渡辺満里奈さん(以下、渡辺) 高校入学とほぼ同時にテレビに出始めたんですけど、体育館で行われた新入生オリエンテーションに人がバァッて見に来ていたのを覚えています。女子校だったんですけど、人がいっぱいで。「あ、テレビ出るってこういう事なのか」と思いましたね。
学校が終わったら電車で河田町のフジテレビに行く生活が始まって、あわただしくしているうちに気づいたらレコードデビューすることに。もともと歌いたい、お芝居がしたいとか、特に何かになりたいとかもなくて。

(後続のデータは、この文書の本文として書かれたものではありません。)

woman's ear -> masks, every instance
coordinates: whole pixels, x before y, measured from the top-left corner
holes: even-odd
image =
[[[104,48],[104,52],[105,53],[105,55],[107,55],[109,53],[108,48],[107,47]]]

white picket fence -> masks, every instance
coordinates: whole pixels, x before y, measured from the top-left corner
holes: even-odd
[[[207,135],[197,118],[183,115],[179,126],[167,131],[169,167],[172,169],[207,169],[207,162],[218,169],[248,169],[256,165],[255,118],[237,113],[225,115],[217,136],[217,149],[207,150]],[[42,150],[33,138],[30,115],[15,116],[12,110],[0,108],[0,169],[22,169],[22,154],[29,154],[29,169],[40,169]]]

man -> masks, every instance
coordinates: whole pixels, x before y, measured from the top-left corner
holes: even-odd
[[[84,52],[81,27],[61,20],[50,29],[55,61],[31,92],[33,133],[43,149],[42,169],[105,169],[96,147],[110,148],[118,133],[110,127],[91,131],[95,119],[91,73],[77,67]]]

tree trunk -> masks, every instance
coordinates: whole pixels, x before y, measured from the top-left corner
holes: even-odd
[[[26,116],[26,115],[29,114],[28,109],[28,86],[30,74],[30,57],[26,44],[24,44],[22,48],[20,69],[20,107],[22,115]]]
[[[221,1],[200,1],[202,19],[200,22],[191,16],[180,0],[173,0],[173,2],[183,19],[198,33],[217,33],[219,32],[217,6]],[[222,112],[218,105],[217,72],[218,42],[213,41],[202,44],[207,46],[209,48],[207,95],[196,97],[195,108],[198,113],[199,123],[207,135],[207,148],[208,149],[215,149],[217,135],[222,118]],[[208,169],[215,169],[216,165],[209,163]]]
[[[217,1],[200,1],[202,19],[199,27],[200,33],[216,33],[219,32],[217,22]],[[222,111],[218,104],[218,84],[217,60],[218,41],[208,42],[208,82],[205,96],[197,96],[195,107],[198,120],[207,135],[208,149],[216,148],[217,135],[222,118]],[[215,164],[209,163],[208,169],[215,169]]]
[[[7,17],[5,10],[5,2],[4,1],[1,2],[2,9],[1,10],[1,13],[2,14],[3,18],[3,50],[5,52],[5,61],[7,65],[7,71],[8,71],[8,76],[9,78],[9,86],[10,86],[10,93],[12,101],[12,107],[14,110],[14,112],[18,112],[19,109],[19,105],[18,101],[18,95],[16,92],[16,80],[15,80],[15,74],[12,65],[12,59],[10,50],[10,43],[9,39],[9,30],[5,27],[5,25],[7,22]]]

でもやってみたらすごく楽しかったんです。
――ご自身はメンタルが強いタイプだと思いますか?
渡辺 あ、それはそうですね! メンタルが強いというか、鈍感なんだと思います(笑)。鈍感なのと、結構なんでも楽しめるタイプ。
――今は大所帯のアイドルは珍しくありませんが、当時あのシステムは画期的でしたよね。でもメンバーがたくさんいるからこそ、自分の個性が埋もれてしまうのではという心配はなかったですか?
「『ツインテールにヒラヒラ衣装で』と言われたらストレスになったかも(笑)」
渡辺 それも何も考えてなかったです(笑)。ただキャッキャとテレビに出ていたなぁ。
ソロデビューをさせてもらった時に、ちょっと他の子と曲の毛色が違ったんですよ。みんなアイドルっぽい曲を歌う中で、私だけエイトビートのちょっとゆったりした曲で。
レコード会社(EPIC Sony)の狙いとしては、カレッジポップスみたいな、初期の竹内まりやさんのような路線にしたいということでした。私が好きな音楽もそんな感じだったので、自然とそうなったのかなと思いますね。なので、あまり無理することがなかったですね。
もし私が「ツインテールでヒラヒラの衣装を着て歌って!」と言われたら、それはすごくストレスになったかもしれない(笑)。私が好きなものを尊重してもらって、好きなことを形にしてくれたので、よかったなと思っています。